Le vénérable. — Où se rassemblent les apprentis ?

L'apprenti. — Au septentrion, parce qu'ils ne peuvent soutenir qu'une faible lumière.

Le vénérable. — Que vîtes-vous lorsque vous fûtes reçu Maçon?

L'apprenti. — Trois grandes lumières placées en équerre : l'une à l'orient, l'autre à l'occident, et la troisième au midi.

Le vénérable. — Pourquoi n'y en avait-il point au nord ?

L'apprenti. — Parce que le soleil éclaire faiblement cette partie.

Le vénérable. — A quoi travaillent les apprentis ?

L'apprenti —A dégrossir et ébaucher la pierre brute.

Le vénérable. — Où sont-ils payés ?

L'apprenti. — A la colonne J.

Le vénérable. — Quels sont les devoirs d'un Maçon ?

L'apprenti. — C'est de remplir ceux de l'état qu’'il exerce, de fuir le vice et de pratiquer la vertu.

Le vénérable. — Comment s'appelle l'atelier où vous avez pris naissance ?

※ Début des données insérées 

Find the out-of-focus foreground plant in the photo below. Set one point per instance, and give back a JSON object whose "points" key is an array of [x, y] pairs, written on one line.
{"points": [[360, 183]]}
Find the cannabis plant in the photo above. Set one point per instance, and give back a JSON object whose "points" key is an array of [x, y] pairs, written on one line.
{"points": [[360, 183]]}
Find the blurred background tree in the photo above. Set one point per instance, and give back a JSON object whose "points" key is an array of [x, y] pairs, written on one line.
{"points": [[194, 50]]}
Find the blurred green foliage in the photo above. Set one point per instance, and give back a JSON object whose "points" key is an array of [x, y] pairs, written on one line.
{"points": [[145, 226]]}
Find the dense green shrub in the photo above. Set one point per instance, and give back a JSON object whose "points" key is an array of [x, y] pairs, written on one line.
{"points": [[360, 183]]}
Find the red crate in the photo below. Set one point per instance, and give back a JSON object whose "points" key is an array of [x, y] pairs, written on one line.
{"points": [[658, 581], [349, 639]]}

L'apprenti. — La loge de Saint Jean.

Le vénérable. — Qu'y fait-on ?

L'apprenti. — On y bâtit des temples à la vertu, et 1’on y creuse des cachots pour le vice.

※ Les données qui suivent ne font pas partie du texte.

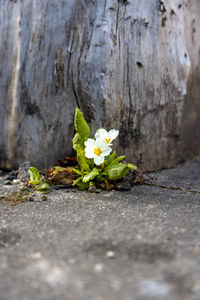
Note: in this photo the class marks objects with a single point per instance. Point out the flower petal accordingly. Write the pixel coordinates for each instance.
(89, 143)
(113, 134)
(106, 151)
(100, 143)
(101, 133)
(89, 152)
(98, 160)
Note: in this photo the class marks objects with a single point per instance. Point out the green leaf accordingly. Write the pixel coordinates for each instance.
(82, 130)
(118, 171)
(114, 162)
(78, 172)
(82, 160)
(132, 166)
(43, 186)
(34, 175)
(102, 177)
(83, 185)
(112, 156)
(77, 181)
(109, 159)
(90, 176)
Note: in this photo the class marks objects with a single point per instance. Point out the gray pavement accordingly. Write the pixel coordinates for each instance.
(140, 244)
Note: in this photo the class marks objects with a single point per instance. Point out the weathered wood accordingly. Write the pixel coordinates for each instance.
(131, 65)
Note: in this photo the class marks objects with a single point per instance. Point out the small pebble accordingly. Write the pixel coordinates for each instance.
(10, 177)
(7, 182)
(16, 181)
(44, 198)
(122, 186)
(14, 173)
(110, 254)
(30, 199)
(92, 188)
(98, 267)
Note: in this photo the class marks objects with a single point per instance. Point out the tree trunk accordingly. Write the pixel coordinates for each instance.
(129, 65)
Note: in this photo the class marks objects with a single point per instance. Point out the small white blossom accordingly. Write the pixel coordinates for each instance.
(108, 136)
(97, 149)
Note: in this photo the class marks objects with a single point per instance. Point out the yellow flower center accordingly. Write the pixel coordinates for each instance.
(97, 151)
(107, 140)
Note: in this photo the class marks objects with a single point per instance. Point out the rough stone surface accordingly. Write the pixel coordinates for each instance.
(131, 65)
(140, 244)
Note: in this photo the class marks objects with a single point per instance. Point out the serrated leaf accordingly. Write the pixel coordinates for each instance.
(90, 176)
(43, 186)
(83, 185)
(112, 157)
(82, 130)
(109, 159)
(118, 171)
(34, 175)
(132, 166)
(115, 162)
(78, 171)
(82, 161)
(102, 177)
(77, 181)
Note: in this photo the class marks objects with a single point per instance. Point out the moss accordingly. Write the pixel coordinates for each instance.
(16, 197)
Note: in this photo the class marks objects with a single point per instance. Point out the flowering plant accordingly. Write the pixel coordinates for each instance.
(96, 162)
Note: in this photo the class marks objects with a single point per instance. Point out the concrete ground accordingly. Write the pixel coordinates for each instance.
(139, 244)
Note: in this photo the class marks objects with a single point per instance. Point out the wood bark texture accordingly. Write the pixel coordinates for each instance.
(130, 65)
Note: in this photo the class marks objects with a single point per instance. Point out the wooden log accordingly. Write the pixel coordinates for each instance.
(129, 65)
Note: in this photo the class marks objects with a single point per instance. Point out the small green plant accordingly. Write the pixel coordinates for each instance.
(35, 178)
(96, 162)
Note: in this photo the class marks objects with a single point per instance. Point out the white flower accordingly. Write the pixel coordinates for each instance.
(97, 149)
(108, 136)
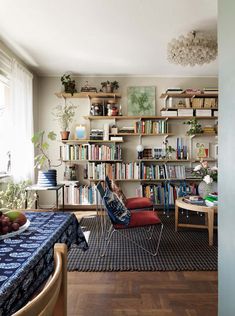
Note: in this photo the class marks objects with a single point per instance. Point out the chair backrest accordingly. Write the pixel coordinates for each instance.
(52, 300)
(100, 189)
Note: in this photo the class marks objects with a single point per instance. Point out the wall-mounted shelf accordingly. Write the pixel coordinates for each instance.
(189, 95)
(87, 141)
(80, 95)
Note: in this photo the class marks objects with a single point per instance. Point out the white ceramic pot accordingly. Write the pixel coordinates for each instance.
(205, 189)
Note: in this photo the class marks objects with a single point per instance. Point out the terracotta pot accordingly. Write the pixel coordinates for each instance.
(65, 135)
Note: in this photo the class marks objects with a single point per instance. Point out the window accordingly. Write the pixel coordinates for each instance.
(5, 121)
(5, 129)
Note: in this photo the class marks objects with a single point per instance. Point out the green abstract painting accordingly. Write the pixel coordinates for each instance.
(141, 101)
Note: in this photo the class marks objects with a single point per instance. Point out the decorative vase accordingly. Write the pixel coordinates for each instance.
(205, 189)
(47, 178)
(64, 135)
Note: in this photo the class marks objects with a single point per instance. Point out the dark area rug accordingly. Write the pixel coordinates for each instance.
(185, 250)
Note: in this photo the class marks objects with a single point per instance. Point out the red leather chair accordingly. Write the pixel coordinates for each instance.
(133, 203)
(138, 220)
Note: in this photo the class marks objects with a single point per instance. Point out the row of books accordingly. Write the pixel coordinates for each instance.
(134, 170)
(151, 127)
(166, 194)
(91, 152)
(190, 112)
(79, 194)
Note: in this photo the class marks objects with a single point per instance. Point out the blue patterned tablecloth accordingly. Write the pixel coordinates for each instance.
(26, 260)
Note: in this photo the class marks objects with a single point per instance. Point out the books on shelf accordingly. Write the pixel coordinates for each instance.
(185, 112)
(83, 194)
(203, 112)
(91, 152)
(151, 127)
(116, 138)
(134, 170)
(174, 90)
(169, 113)
(210, 90)
(201, 149)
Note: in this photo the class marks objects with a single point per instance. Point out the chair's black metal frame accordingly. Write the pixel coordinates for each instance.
(106, 228)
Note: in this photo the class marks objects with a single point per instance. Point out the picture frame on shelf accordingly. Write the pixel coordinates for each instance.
(202, 150)
(141, 100)
(157, 152)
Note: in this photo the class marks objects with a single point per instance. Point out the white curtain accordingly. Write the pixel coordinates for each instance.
(22, 151)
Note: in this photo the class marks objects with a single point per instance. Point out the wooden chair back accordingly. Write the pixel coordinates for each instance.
(52, 300)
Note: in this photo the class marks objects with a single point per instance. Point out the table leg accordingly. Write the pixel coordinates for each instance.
(210, 226)
(176, 217)
(57, 200)
(63, 197)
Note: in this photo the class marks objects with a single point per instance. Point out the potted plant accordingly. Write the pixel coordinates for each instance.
(108, 86)
(47, 176)
(68, 83)
(14, 196)
(195, 127)
(64, 115)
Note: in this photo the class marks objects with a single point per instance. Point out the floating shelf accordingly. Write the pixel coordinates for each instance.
(80, 95)
(85, 141)
(189, 95)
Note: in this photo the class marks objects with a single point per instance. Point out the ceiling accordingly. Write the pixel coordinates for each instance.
(104, 37)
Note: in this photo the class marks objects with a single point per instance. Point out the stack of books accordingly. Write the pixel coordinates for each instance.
(210, 90)
(174, 90)
(208, 129)
(194, 199)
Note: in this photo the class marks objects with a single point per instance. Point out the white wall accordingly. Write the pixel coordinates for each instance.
(226, 161)
(47, 101)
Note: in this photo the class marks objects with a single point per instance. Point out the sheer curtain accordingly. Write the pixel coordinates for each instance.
(22, 151)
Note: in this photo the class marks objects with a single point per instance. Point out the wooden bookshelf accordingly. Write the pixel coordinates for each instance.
(189, 95)
(79, 95)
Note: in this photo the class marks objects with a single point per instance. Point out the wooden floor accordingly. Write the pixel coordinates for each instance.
(142, 293)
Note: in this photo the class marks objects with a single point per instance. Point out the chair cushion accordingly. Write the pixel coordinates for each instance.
(116, 209)
(141, 218)
(138, 203)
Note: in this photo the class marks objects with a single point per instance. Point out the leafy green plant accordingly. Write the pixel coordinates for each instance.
(195, 127)
(14, 196)
(68, 83)
(113, 84)
(64, 115)
(42, 160)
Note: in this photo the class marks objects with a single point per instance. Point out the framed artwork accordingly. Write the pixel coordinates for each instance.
(202, 150)
(141, 101)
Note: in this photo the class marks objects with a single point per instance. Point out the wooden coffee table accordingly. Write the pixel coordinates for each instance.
(209, 219)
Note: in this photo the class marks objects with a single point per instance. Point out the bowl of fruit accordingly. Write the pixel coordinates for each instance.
(12, 223)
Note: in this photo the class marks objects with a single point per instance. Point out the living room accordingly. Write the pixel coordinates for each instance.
(159, 123)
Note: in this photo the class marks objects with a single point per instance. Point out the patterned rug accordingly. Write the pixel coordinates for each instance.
(186, 250)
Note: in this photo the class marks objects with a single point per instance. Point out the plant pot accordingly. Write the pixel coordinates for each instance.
(205, 189)
(47, 178)
(64, 135)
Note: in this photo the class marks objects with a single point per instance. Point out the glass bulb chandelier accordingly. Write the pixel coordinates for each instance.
(193, 49)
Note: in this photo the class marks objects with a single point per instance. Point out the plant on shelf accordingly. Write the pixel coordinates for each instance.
(64, 114)
(209, 176)
(47, 176)
(68, 83)
(14, 196)
(108, 86)
(168, 150)
(195, 127)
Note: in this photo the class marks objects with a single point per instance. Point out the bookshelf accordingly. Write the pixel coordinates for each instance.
(130, 138)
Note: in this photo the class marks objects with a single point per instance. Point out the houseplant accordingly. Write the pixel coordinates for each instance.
(209, 176)
(108, 86)
(14, 196)
(68, 83)
(64, 115)
(195, 127)
(46, 175)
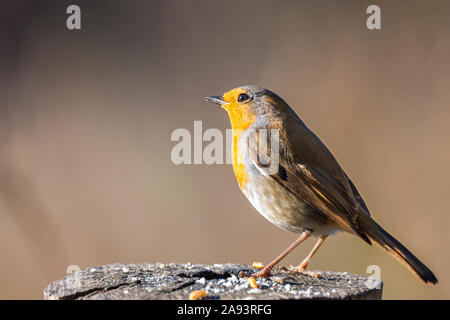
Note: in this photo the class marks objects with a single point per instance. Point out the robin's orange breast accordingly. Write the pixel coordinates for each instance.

Le vénérable. — Que vous a-t-on dit qu'il fallait pour établir une loge?

L'apprenti. — Trois maîtres forment une loge simple ; cinq la rendent juste, sept la rendent parfaite.

Le vénérable. — Expliquez-vous plus particulièrement.

L'apprenti. — Une loge est simple étant composée du vénérable et des surveillants ; elle est juste lorsqu'aux trois premiers officiers dénommés s'adjoignent deux maîtres ; elle est parfaite lorsqu'elle réunit un vénérable, deux surveillants, deux maîtres, un compagnon et un apprenti.

Le vénérable. — Que venez-vous faire en loge ?

L'apprenti. — Soumettre mes passions, sacrifier ma volonté et tenter de faire de nouveaux progrès dans l'art royal.

Le vénérable. — Qu'apportez-vous en entrant ici ?

L'apprenti. — Accueil et hommage à tous mes frères.

Le vénérable. — A quelle heure les Maçons ouvrent-ils leurs travaux ?

L'apprenti. — A midi.

Le vénérable. A quelle heure les ferment-ils ?

L'apprenti. — A minuit.

Le vénérable. — Quel âge avez-vous

L'apprenti. -— Trois ans.

Le vénérable, — Que demandez-vous ?

L'apprenti — La faveur de participer à vos travaux.

Le vénérable. — Placez-vous sur la colonne du nord. Les connaissances que vous possédez, et la précision de vos réponses, vous feront passer incessamment sur la colonne du midi.